Psycho; thriller, USA, 1960; D: Alfred Hitchcock, S: Vera Miles, Anthony Perkins, Janet Leigh, John Gavin, Martin Balsam, John McIntire, Simon Oakland, Vaughn Taylor




Pheonix, Arizona. Bank employee Marion steals 40,000 $ intended as a payment for a real estate deal and runs away with her car to a distant motel run by a sensitive lad, Norman Bates, who lives in the nearby house with his mother. But that evening, while she was taking a shower, Marion was stabbed to death. Other guests come to investigate the event: detective Arbogast gets also stabbed to death, but Marion's sister Lili and Sam discover that Norman's mother is actually dead and that Norman has a split personality, killing women because he imagines that his mother is jealous at them. Norman gets arrested.
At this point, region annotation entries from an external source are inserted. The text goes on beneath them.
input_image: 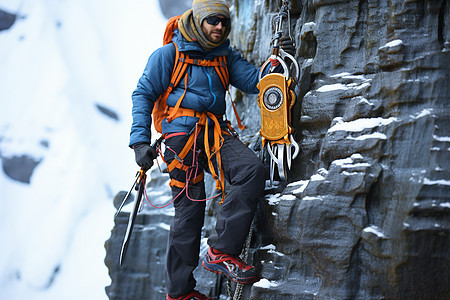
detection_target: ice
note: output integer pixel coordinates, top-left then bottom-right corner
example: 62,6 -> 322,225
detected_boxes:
328,117 -> 397,132
380,40 -> 403,49
423,178 -> 450,186
253,278 -> 278,289
316,83 -> 349,93
363,225 -> 386,238
280,195 -> 297,201
0,0 -> 167,300
311,174 -> 325,181
346,132 -> 387,141
433,135 -> 450,142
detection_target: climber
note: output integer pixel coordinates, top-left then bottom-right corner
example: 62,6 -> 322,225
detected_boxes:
130,0 -> 293,299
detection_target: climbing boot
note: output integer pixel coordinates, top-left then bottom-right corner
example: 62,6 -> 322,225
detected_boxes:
166,290 -> 212,300
202,247 -> 258,284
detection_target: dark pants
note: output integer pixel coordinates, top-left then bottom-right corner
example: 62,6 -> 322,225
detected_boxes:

"The audience was not interested in the message of the film. The audience was not excited by brilliant acting. The audience was not enchanted by the the reputation of the novel. It was excited by pure film. That's why I'm proud of "Psycho" — because it's a film that belongs to us, the cineasts", perfectly summed it up the master of suspense in the interview with Truffaut in his book "Hitchcock". A magnificent masterpiece, "Psycho" is one of the most influential and hyped movies of Alfred Hitchcock's later career—here he leads even today interesting and sharp moments, whose basis lies in the deep profile of the killer and stimulates the viewers to think. Hitchcock and the screenwriter Joseph Stefano frighten a lot, but they never do that in a banal way—instead, they add humor, intelligent twists and finesse, while the ending is brilliantly focused and explains the psychology of the killer, so that everything has its why and because. The most famous scene, the one with the murder under the shower, is pure black poetry, whereas it also "erases" the fake main protagonist, Marion, and presents a new one, Norman Bates, which may be the only unbalanced transition of the story, yet is stylistically inventive and original. Some of the dialogue and acting are shaky, but the style, the inspiration at the end, and the bravura directing are so intense that they even change them towards their advantage, which make the film fresh even today. Slasher and exploitation films are a dime a dozen—but "Psycho" is one of the few ones that are worth a million in a jackpot. As trashy as its slasher copycats are, so much is this original classy.